Health plans would play a vital role in extending Medicaid benefits to include housing, a possibility that’s gotten a boost from certain initiatives by the Biden administration, according to a Forefront article in Health Affairs.
The author, Dori Glanz Reyneri, a director with consulting company Manatt Health, cited the administration’s willingness to approve pilot programs under Section 1115 of the Social Security Act that would allow Medicaid to provide funding necessary to support housing needs.
In addition, the administration laid down some ground rules that would let states and health plans offer short-term “support” for housing instead of other services. About 72% of enrollees get their coverage from a health insurer, with five companies cornering about 50% of the market.
This remains very much theoretical, wrote Reyneri, even with the moves by the administration, because all the parts that need to move might not be moving in the same direction. Access to long-term housing falls under the Department of Housing and Urban Development (HUD), and HUD rules often would disqualify many Medicaid recipients. For instance, individuals with substance use disorders or those who’ve been recently freed from prison don’t qualify for HUD housing. Other federal housing programs target specific populations such as foster children, veterans and domestic violence survivors.

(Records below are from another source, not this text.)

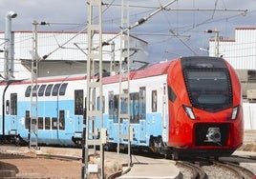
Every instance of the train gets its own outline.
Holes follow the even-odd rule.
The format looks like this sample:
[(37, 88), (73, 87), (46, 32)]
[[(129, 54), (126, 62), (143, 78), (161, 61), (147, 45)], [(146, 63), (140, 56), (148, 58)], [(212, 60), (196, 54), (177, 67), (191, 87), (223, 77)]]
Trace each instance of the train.
[[(106, 147), (118, 141), (119, 74), (103, 84)], [(30, 142), (32, 95), (37, 97), (38, 143), (77, 146), (83, 141), (86, 74), (2, 80), (0, 137)], [(227, 156), (243, 145), (244, 119), (239, 78), (223, 58), (188, 56), (130, 72), (131, 146), (178, 159), (181, 155)], [(96, 123), (98, 124), (98, 123)], [(107, 148), (106, 148), (107, 149)]]

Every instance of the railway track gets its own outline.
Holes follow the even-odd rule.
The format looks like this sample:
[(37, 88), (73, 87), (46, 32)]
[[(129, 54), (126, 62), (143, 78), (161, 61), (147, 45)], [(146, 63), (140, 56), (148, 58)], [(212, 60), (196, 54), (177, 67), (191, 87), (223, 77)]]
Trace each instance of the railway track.
[(180, 169), (182, 178), (207, 179), (207, 175), (204, 170), (195, 164), (185, 161), (178, 161), (176, 166)]
[[(240, 157), (238, 157), (240, 158)], [(245, 157), (243, 157), (245, 160)], [(248, 158), (251, 160), (251, 158)], [(229, 161), (179, 161), (176, 166), (180, 169), (182, 178), (193, 179), (252, 179), (253, 171)]]

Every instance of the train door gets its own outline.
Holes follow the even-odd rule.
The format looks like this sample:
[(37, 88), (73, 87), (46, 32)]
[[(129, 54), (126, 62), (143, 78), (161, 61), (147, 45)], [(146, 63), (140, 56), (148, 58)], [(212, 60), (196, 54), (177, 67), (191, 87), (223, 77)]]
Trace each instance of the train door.
[(139, 88), (139, 143), (146, 143), (146, 88)]
[(7, 125), (11, 135), (17, 134), (17, 93), (11, 93), (11, 100), (6, 100)]
[(83, 90), (75, 90), (75, 131), (83, 130)]
[(163, 84), (162, 91), (162, 141), (168, 142), (168, 100), (167, 100), (167, 85)]
[(118, 138), (118, 95), (109, 91), (109, 140), (117, 142)]

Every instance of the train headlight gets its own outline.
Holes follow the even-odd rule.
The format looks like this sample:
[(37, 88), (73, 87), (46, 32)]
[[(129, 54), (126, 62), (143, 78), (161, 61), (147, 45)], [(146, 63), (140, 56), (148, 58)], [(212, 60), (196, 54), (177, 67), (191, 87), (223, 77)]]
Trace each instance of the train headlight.
[(232, 116), (231, 116), (232, 120), (235, 120), (237, 118), (238, 111), (239, 111), (239, 106), (234, 107), (232, 110)]
[(190, 119), (196, 119), (196, 116), (193, 112), (193, 109), (191, 107), (187, 107), (187, 106), (183, 105), (183, 109)]

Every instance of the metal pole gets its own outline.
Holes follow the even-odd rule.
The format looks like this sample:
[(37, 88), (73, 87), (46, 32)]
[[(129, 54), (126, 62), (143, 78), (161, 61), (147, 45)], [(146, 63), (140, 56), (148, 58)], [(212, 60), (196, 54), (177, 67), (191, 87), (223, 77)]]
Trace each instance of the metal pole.
[(4, 61), (4, 77), (10, 79), (10, 73), (13, 75), (13, 57), (14, 57), (14, 43), (13, 35), (11, 35), (11, 19), (15, 18), (17, 13), (8, 11), (6, 15), (6, 30), (5, 30), (5, 61)]

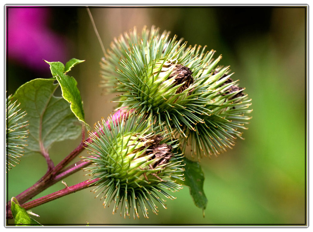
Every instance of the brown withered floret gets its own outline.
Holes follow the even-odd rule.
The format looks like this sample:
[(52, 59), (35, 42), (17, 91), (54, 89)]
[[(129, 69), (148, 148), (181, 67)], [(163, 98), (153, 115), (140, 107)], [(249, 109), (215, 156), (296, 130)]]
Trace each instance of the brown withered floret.
[[(213, 73), (213, 74), (215, 74), (217, 73), (218, 72), (216, 71), (214, 71)], [(228, 75), (227, 74), (223, 74), (223, 75), (221, 77), (221, 78), (218, 79), (219, 80), (227, 76)], [(225, 85), (227, 84), (228, 84), (230, 83), (231, 83), (233, 82), (233, 79), (232, 79), (230, 78), (229, 78), (228, 79), (226, 80), (225, 82), (223, 83), (222, 85), (222, 86), (223, 85)], [(228, 87), (228, 89), (225, 91), (224, 93), (223, 93), (223, 95), (225, 95), (227, 94), (228, 94), (229, 93), (233, 93), (234, 92), (235, 92), (238, 90), (240, 90), (241, 89), (244, 89), (244, 88), (242, 88), (240, 87), (238, 87), (237, 86), (235, 86), (234, 85), (231, 85)], [(232, 97), (229, 98), (230, 100), (232, 99), (233, 99), (237, 98), (238, 98), (239, 97), (242, 97), (244, 96), (244, 93), (242, 92), (242, 91), (241, 92), (239, 92), (237, 94), (235, 94), (234, 96), (233, 96)]]
[(185, 82), (185, 83), (176, 91), (176, 93), (180, 93), (187, 89), (189, 86), (193, 83), (193, 78), (191, 74), (192, 73), (189, 68), (181, 64), (175, 64), (175, 68), (169, 76), (167, 79), (176, 76), (175, 85), (177, 85)]

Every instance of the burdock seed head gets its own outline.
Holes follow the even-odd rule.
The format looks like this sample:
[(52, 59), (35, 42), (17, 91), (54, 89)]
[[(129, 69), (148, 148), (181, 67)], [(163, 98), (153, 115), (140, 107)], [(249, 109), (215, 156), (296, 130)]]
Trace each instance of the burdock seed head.
[(179, 138), (183, 151), (191, 144), (200, 158), (231, 148), (246, 129), (251, 99), (229, 67), (218, 66), (221, 55), (169, 35), (135, 28), (115, 39), (102, 59), (102, 86), (119, 92), (120, 107), (148, 115)]
[(132, 211), (139, 218), (140, 209), (147, 218), (147, 207), (157, 214), (155, 203), (166, 208), (165, 199), (175, 198), (168, 192), (182, 188), (173, 180), (183, 179), (182, 157), (173, 150), (178, 144), (146, 120), (131, 117), (115, 124), (109, 120), (110, 131), (103, 119), (90, 133), (95, 158), (85, 160), (95, 164), (86, 169), (90, 179), (97, 180), (93, 191), (104, 198), (105, 208), (114, 204), (113, 214), (120, 208), (121, 216), (130, 217)]

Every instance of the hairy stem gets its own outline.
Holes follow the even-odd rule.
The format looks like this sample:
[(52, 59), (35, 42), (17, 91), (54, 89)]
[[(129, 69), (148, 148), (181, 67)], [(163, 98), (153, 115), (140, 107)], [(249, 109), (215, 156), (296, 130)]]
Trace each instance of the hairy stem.
[[(122, 118), (124, 119), (126, 119), (128, 117), (129, 113), (132, 111), (132, 110), (128, 110), (123, 109), (118, 110), (113, 115), (112, 118), (114, 120), (114, 123), (117, 123)], [(106, 122), (106, 124), (109, 129), (110, 129), (110, 122), (108, 120)], [(98, 136), (96, 133), (95, 134)], [(90, 137), (88, 138), (85, 141), (89, 143), (92, 143), (93, 142)], [(83, 139), (77, 147), (73, 150), (59, 164), (50, 171), (48, 169), (47, 173), (40, 179), (32, 186), (15, 197), (20, 204), (23, 204), (60, 180), (62, 178), (68, 176), (80, 170), (82, 168), (90, 164), (90, 163), (88, 163), (89, 162), (84, 164), (82, 163), (80, 163), (79, 165), (78, 165), (77, 163), (76, 166), (74, 166), (74, 167), (65, 169), (63, 171), (62, 171), (69, 162), (81, 152), (85, 147), (87, 146), (87, 145), (85, 143), (85, 141)], [(11, 201), (8, 201), (7, 204), (7, 210), (11, 208)]]

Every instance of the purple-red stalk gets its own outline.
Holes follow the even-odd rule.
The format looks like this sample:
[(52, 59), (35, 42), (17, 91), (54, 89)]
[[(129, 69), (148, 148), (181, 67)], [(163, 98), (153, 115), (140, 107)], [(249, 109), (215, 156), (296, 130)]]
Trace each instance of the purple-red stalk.
[[(133, 111), (133, 110), (127, 110), (126, 109), (121, 109), (115, 112), (112, 116), (112, 118), (114, 120), (114, 123), (116, 124), (121, 120), (121, 118), (122, 118), (124, 119), (126, 119), (127, 118), (130, 113)], [(110, 122), (108, 120), (106, 122), (107, 126), (109, 130), (111, 129), (110, 126)], [(94, 134), (97, 136), (99, 136), (96, 133), (94, 132)], [(83, 132), (83, 136), (84, 134), (84, 132)], [(85, 142), (91, 143), (93, 142), (92, 139), (91, 137), (89, 137), (85, 140)], [(65, 158), (62, 160), (59, 164), (55, 167), (52, 170), (49, 170), (48, 169), (47, 173), (39, 180), (36, 182), (33, 185), (28, 188), (24, 191), (19, 194), (15, 197), (15, 198), (17, 199), (19, 203), (22, 205), (23, 205), (23, 203), (26, 202), (27, 201), (33, 198), (37, 194), (41, 192), (45, 189), (48, 188), (49, 187), (53, 185), (56, 182), (60, 180), (62, 178), (64, 178), (66, 176), (69, 175), (73, 173), (80, 170), (83, 167), (86, 167), (90, 164), (89, 162), (85, 162), (85, 161), (80, 161), (76, 163), (76, 165), (71, 165), (69, 168), (64, 169), (66, 166), (69, 164), (71, 161), (76, 157), (88, 145), (85, 143), (85, 140), (84, 139), (84, 137), (82, 140), (81, 141), (79, 145), (71, 152)], [(77, 164), (78, 164), (78, 165)], [(63, 169), (63, 170), (62, 170)], [(84, 183), (84, 182), (82, 182)], [(75, 188), (77, 187), (79, 189), (76, 191), (78, 191), (81, 190), (79, 189), (80, 187), (81, 183), (77, 184), (77, 186), (76, 185), (73, 185), (72, 187), (75, 189)], [(84, 188), (88, 187), (88, 186), (85, 187)], [(73, 192), (67, 193), (66, 191), (62, 192), (62, 190), (60, 193), (59, 193), (57, 194), (58, 196), (57, 198), (59, 198), (62, 196), (62, 194), (64, 193), (65, 195), (67, 195), (70, 193), (71, 193)], [(56, 192), (56, 193), (58, 193)], [(50, 194), (51, 195), (51, 194)], [(48, 195), (49, 196), (49, 195)], [(34, 200), (38, 200), (38, 202), (40, 202), (39, 204), (42, 204), (48, 202), (46, 201), (46, 200), (49, 199), (45, 198), (47, 196), (45, 196), (40, 198), (38, 199)], [(48, 201), (50, 201), (51, 200), (49, 200)], [(33, 201), (31, 202), (32, 202)], [(38, 204), (38, 203), (37, 203)], [(11, 211), (11, 202), (10, 201), (8, 201), (7, 204), (7, 218), (8, 219), (12, 218), (12, 213)], [(36, 206), (38, 205), (36, 205)], [(34, 206), (32, 206), (31, 208), (34, 207)], [(30, 209), (30, 208), (28, 208)], [(9, 216), (10, 216), (9, 217)]]

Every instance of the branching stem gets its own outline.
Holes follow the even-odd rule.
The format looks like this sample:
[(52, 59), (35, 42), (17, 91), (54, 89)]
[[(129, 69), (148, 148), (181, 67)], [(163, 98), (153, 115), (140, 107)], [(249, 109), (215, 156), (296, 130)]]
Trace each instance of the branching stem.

“The true integration of health and housing worlds is a long-term project,” Reyneri told Fierce Healthcare. “That’s not something that’s going to happen overnight, even in the states that are already doing this. They’re at the beginning of putting those pieces together. Medicaid is doing their thing over there. And the housing agencies and organizations are doing something different with their money over there. Those two worlds are coming together in bits and pieces.”
A lot will depend on how different states choose to approach the idea.
Making Medicaid a major player in housing will require data sharing between the healthcare and housing industries. Here’s where the Centers for Medicare & Medicaid Services (CMS) will need to expand data auditing beyond Medicaid outcomes and costs but also on the availability of suitable housing of both the short- and long-term variety. Some states have already experimented with this process.
Reyneri’s Health Affairs article cited California, which “is pursuing data sharing across housing support providers, managed care plans, Continuum of Care organizations, and others using Medicaid dollars, including capacity-building and performance-incentive funds, and via state legislation that established a health and human services data exchange framework.”
Reyneri used a term familiar to officials who need to extract funding from different sources to provide public housing: “braiding.” In any effort to make Medicaid a player in housing, braiding would have to enter into it.
“For example, to receive Medicaid funding, providers may have to enroll in the program or contract with multiple managed care plans, screen enrollees for Medicaid eligibility, provide data for service authorizations, manage referrals, code and bill for services delivered, and adhere to other reporting requirements,” Reyneri wrote. “Other programs and funding sources come with their own procedures for eligibility, referral, authorization, and payment.”
Richard Stefanacci, of the Jefferson College of Population Health at Thomas Jefferson University, told Fierce Healthcare in an email that even though the new CMS guidelines make the idea of Medicaid becoming a housing player more viable, the idea will most likely remain just that—an idea—for a long time.
“I’d say a modest chance for happening at best,” said Stefanacci.
Medicaid currently plays a very limited role in housing, mostly through home modifications and tenancy support for seniors and the disabled. He reiterated Reyneri’s point that Section 1115 would require forming partnerships and addressing housing issues, the major one being that there’s not enough housing to go around.
What should managed Medicaid plans do to become part of such a push? “Build partnerships with housing agencies, coordinate referrals and data sharing, connect members to community resources,” said Stefanacci.
Stefanacci cited as a good example the partnership between NewCourtland, a Philadelphia company that provides home healthcare, social services and the state PACE (Program of All-Inclusive Care for the Elderly) that established state-of-the-art affordable housing for elderly in one of poorest ZIP codes in the country.
Paul B. Ginsburg, Ph.D., a professor at the University of Southern California, told Fierce Healthcare in an email that a lot of experimentation will be needed to find the best way to blend housing and Medicaid. “Evaluations will be an important component of this experimentation,” Ginsburg said. “An important challenge, which the Forefront piece pointed out, is that federal housing programs’ priorities for which individuals can benefit often do not line up with those Medicaid beneficiaries for whom housing assistance has the largest potential.”
Reyneri told Fierce Healthcare that managed Medicaid housing could be a profitable business niche for health plans. “The payment structure for plans depends on the authority that the state uses to authorize the service,” she said. “But generally, they get paid to deliver the service. It’s a service line. It’s just like any healthcare service that they provide.”
Stefanacci said that “for Medicaid managed care plans, short-term housing assistance for very high-risk members could generate savings that outweigh the upfront costs. If even a small percentage of high-cost cases can avoid one hospitalization through stabilized housing, that could represent significant savings and better outcomes.”
Reyneri said mixing Medicaid and housing is not a new idea. “There’s always been some housing support services,” she said. “What’s different about this is that there would be more people who can qualify. The biggest new service is actually paying for the housing or the rent. That’s new to Medicaid.”